Why is 6% growth per year enough to justify investing in digital assets?
The biggest turn off for an investor when it comes to investing in digital assets is the volatility and risk of loss. However, these fears tend to ignore two important facts:
- Regardless of the volatility of digital assets, if an investor invests only 1% in digital assets, his maximum loss is 1%. Within a multi-asset portfolio, 1% losses occur many times a month in stocks or other risky assets.
- The efficiency required to justify volatility similar to that of digital assets is not as high as investors think. Digital assets growing at more than 6% per year would be enough to justify investing in a hypothetical portfolio.
In a recently published taxonomy article, WisdomTree Insights – A New Asset Class: Investing in the Digital Asset Ecosystem, we use several allocation methods to find the right return/risk profile offered to the long-term digital asset investor.
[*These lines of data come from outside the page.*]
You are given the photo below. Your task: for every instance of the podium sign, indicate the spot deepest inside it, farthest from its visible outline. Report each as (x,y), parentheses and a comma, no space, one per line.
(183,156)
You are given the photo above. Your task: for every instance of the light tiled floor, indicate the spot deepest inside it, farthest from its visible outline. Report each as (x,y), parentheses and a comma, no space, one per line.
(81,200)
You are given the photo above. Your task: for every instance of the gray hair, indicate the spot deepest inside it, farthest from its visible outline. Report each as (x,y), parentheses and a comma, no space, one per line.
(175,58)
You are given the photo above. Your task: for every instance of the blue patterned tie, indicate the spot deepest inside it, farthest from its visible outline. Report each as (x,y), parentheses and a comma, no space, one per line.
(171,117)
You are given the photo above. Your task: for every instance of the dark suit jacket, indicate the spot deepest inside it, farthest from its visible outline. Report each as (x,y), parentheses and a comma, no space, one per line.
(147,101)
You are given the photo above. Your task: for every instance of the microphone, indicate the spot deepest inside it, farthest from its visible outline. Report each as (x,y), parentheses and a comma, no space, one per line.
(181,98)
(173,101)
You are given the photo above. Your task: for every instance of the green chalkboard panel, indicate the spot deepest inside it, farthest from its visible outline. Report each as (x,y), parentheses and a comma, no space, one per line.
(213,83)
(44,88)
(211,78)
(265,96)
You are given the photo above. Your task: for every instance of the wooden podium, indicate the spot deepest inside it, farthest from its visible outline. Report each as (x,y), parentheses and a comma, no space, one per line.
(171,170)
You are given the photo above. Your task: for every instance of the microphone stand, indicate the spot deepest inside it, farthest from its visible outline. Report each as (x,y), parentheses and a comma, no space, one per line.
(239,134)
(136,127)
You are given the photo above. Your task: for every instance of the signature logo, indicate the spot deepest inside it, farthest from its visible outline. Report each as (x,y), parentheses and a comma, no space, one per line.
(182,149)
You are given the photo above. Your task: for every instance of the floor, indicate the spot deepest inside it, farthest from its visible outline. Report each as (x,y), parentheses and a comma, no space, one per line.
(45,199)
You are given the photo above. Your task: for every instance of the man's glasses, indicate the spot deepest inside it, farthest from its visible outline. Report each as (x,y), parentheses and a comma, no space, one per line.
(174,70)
As an example, Chart 2 shows the difference between the Sharpe ratio for a portfolio that invests 1% in digital assets and a portfolio with no digital assets. The illustrated portfolio continuously invests in:
- 59% in the MSCI All Country World Index
- 40% in the Bloomberg EUR Agg Index
- and 1% in digital assets
Equity and bond performance and risk are assessed using JP Morgan Asset Management’s Long Term Capital Market Assumptions (LTCMA) to 2022 to assess performance, volatility and correlation over the next ten years. The historical correlation of digital assets with stocks and bonds is used. We vary the annual performance and volatility of digital assets from 0 to 100% to examine their impact on the illustrated portfolio.
Figure 2: Future Volatility and Performance of Digital Assets Must Be Very Different for a Multi-Asset Portfolio Not to Benefit
Source: Bloomberg, Wisdom Tree. From December 31, 2014 to May 31, 2022. Calculated in euros based on monthly figures. It is not possible to invest directly in the index. Historical performance is not an indication of future performance, and any investment can go down as well as up. For illustration only
It is clear that for most levels of volatility and performance of digital assets, the Sharpe ratio of the portfolio will benefit from their integration into the portfolio (“in green” in Figure 2). The digital asset has performed 99.2% annually with 97% volatility over the past seven years or so. While it is doubtful whether digital assets can perform this way over the next 10 years, assuming volatility remains the same (99%), the Sharpe ratio for the 60/40 portfolio is improved by the inclusion of digital assets, provided they record a performance of at least 6% per year.
Faced with this analysis, investors may ultimately argue that it is too late to invest in digital assets and that exponential growth is a thing of the past. However, from an asset allocation perspective, this is not so obvious. Looking at chart 2, rather than asking the Shakespearean question of “to invest or not to invest in digital assets, that’s the question”, really the only relevant question is: will digital stocks grow more than 6 or 7% in the future?
If you think the answer is yes, then they deserve to be included in your asset allocation.